Gli scout ucraini a Porto Torres nel segno della fratellanza - L'Unione Sarda.it

«Sono davvero felice e orgoglioso di accogliervi tra noi a Porto Torres, una città di porto abituata a ricevere tante persone che arrivano da lontano. Ci sono però delle occasioni particolari che ti offrono la possibilità di abbracciare i giovani, il futuro di questo mondo tormentato da conflitti, momenti difficili che comunque ci riservano spazi di incontro come questi. Tanti adulti vi vorranno spiegare che cosa fare, ma a voi giovanissimi mi sento solo di consigliarvi di vivere serenamente la vostra età, costruendo amicizie e rapporti che manterrete per tutta la vita».

Così il sindaco di Porto Torres, Massimo Mulas, ha accolto il gruppo di 42 scout provenienti da Ternopil, Ucraina, un incontro organizzato dagli scout Masci Sardegna, nell’ambito del progetto “Costruiamo la pace .. costruiamo il futuro – 2026”, una terza edizione del campo internazionale che prevede un tour di una settimana fino al 27 agosto, tra cui una giornata dedicata alla visita della città turritana.
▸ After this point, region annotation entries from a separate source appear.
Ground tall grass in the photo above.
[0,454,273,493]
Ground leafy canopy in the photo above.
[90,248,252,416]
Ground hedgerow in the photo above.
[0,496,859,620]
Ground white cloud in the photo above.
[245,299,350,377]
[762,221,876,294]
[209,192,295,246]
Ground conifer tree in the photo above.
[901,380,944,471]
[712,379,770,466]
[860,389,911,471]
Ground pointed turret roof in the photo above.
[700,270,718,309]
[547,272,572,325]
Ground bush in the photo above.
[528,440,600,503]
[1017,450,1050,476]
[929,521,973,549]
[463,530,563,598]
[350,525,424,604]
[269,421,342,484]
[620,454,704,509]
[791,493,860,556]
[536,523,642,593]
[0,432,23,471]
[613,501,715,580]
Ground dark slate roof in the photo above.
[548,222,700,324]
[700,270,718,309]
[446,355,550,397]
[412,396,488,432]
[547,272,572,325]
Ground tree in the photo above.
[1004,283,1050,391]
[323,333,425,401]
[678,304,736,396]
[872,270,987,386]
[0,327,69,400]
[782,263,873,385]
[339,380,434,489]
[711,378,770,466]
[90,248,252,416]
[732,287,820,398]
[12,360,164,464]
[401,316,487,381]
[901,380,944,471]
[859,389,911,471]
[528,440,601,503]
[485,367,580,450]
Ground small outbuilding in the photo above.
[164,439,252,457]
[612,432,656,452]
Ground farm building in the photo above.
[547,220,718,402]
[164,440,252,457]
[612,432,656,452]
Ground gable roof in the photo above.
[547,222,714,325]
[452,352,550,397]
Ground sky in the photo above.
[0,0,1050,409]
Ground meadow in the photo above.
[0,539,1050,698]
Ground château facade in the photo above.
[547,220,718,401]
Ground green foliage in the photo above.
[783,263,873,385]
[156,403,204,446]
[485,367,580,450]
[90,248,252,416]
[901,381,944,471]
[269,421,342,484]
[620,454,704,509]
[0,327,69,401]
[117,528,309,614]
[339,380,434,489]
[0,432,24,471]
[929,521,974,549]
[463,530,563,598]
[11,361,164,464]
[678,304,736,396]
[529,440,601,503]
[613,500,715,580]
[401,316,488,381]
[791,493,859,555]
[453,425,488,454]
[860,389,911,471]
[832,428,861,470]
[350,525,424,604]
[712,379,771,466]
La cerimonia con lo scambio dei doni si è tenuta, questa mattina, presso il Palazzo del Marchese, sede istituzionale del Comune di Porto Torres, alla presenza dell’assessora alla Cultura, Maria Bastiana Cocco che, insieme alla presidente del gruppo scout Masci Sardegna, Donatella Soggiu, accompagneranno i ragazzi in tour per visitare i principali monumenti della città, come la Basilica di San Gavino, con tappa nella spiaggia di Balai.
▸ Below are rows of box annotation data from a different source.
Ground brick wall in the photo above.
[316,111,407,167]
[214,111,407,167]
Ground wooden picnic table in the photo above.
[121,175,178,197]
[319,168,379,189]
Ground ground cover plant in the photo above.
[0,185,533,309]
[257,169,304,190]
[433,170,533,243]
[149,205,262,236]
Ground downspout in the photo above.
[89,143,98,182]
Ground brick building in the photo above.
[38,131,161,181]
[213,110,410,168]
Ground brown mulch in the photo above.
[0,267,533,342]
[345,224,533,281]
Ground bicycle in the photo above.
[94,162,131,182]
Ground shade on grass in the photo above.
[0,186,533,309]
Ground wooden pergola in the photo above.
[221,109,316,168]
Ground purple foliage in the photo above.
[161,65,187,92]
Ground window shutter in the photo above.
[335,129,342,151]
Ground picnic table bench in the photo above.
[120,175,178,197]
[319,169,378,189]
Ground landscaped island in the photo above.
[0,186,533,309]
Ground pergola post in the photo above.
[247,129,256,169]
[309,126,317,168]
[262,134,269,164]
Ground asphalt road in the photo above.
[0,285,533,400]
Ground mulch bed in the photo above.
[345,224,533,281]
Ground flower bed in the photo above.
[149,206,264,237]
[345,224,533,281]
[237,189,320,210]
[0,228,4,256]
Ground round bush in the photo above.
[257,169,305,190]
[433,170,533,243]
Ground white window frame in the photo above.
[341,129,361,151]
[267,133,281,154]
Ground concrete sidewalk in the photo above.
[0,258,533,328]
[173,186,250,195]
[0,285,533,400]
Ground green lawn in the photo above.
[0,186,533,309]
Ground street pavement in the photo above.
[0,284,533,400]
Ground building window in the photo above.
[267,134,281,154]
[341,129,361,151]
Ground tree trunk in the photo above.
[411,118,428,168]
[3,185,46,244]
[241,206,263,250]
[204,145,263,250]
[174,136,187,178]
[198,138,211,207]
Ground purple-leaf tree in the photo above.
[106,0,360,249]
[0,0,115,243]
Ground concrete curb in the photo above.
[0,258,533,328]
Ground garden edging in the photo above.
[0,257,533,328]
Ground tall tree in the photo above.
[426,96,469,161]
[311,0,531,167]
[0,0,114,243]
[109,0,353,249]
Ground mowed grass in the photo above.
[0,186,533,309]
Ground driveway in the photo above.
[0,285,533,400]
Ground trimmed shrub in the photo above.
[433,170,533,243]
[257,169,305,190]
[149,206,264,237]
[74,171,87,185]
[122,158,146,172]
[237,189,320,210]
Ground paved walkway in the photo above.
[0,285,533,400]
«E’ stato un piacere ospitarvi in questa città, dove non poteva mancare la visita ad uno dei monumenti più importanti,  una delle nostre bellezze storiche del territorio come la chiesa romanica, fondamenta della nostra identità, amata particolarmente da questa comunità». Il campo scout internazionale aperto nei giorni scorsi, ha come base Alghero. «Con il cuore colmo di emozione abbiamo dato il benvenuto a fratelli e sorelle scout arrivati dall’Ucraina, uniti nel segno della fratellanza e della speranza», ha aggiunto Donatella Soggiu, «con loro ci siamo stretti in un minuto di silenzio per ricordare gli scout caduti a causa della guerra, un sacrificio che non dimenticheremo mai».